Herausforderung Klimawandel: Überall sind Fachkräfte gefragt, die sich den Klimaschutz zur Aufgabe machen – vom Klimaschutzmanagement bis zur nachhaltigen Filmproduktion.

Text: Sabrina Jaehn 

1,5 Grad Celsius – das ist das Ziel zur Begrenzung des weltweiten Temperaturanstiegs, für das sich im Jahr 2015 195 Staaten im Zuge des Pariser Klimaabkommens verpflichtet haben. Viele halten dieses Ziel angesichts der bisherigen Pläne zum Klimaschutz mittlerweile für illusorisch, doch was würde es denn brauchen, um das Ruder noch herumzureißen? Mit dieser Frage hat sich ein Team aus Wissenschaftler/innen um die Soziologin Ilona Otto vom Potsdam-Institut für Klimafolgenforschung (PIK) beschäftigt. Ihrer Untersuchung liegen Befragungen von Wissenschaflter/innen auf der ganzen Welt zugrunde.

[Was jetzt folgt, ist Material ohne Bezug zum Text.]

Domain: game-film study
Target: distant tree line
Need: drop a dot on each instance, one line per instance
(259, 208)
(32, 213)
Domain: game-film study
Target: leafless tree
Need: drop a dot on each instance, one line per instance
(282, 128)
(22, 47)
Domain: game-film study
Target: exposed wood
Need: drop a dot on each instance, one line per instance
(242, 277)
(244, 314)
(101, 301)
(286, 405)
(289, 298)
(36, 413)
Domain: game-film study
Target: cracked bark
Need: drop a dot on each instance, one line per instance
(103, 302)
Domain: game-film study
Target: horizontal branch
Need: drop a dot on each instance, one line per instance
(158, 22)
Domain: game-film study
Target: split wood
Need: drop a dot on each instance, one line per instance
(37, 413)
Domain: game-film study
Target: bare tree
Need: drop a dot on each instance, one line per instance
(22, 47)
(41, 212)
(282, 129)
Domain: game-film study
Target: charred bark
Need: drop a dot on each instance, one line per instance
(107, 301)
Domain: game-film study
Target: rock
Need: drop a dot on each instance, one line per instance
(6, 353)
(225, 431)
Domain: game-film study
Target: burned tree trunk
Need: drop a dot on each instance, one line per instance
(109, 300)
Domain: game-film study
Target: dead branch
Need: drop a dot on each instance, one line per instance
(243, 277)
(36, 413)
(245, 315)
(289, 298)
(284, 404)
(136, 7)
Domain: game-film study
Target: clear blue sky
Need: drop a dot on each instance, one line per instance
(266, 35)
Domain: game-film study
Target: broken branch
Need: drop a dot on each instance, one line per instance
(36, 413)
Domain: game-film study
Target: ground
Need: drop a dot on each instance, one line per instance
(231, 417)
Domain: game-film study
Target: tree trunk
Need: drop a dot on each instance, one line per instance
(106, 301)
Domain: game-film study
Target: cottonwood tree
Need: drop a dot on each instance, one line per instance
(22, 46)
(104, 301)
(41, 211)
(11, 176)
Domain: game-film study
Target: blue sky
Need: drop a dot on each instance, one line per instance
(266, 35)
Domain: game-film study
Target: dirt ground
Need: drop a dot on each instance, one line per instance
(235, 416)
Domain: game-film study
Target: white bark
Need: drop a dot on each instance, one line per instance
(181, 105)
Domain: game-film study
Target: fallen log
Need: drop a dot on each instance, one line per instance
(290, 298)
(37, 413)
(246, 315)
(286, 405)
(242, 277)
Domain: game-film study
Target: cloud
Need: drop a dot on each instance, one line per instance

Das Ziel: Die Bestimmung von sogenannten „sozialen Kippelementen“, mit deren Hilfe sich die für 2050 anvisierte Klimaneutralität noch erreichen ließe. Gemeint sind damit laut dem Science Media Center Interventionen, die das Potenzial haben, Prozesse in Gang zu setzen, die zu einer schnellen Verbreitung neuer Technologien, veränderten Verhaltensweisen oder neuen sozialen Normen führen.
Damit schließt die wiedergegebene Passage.